It was only a matter of time before these powerful methods were applied to the human-chimp question, and the first results became available last month. The research group was of course interested in differences between the two species, and the results are fascinating. The researchers looked at several different cell types, and found similar results in all cases. The results for any given gene fall into one of several categories when compared to the human-chimp (H-C) last common ancestor:
- No differences in regulatory DNA relative to the H-C last common ancestor (1259 genes)
- Gain of regulatory DNA in humans relative to the H-C last common ancestor (836 genes)
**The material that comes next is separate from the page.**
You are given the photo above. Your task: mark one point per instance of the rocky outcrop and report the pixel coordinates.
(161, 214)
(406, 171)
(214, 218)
- Loss of regulatory DNA in humans relative to the H-C last common ancestor (286 genes)
- Gain of regulatory DNA in chimpanzees relative to the H-C last common ancestor (676 genes)
- Loss of regulatory DNA in chimpanzees relative to the last common ancestor (211 genes)
While it was not surprising to find a significant percentage of unchanged genes, it was interesting to note the large percentage of differences in regulatory DNA, despite the overwhelming genomic similarity between the two species. Small changes had a large impact on gene regulation. The researchers went on to examine the new regulatory regions they had identified, and found that they showed evidence of being under natural selection. These mutations had not only brought change, but provided an advantage to their hosts.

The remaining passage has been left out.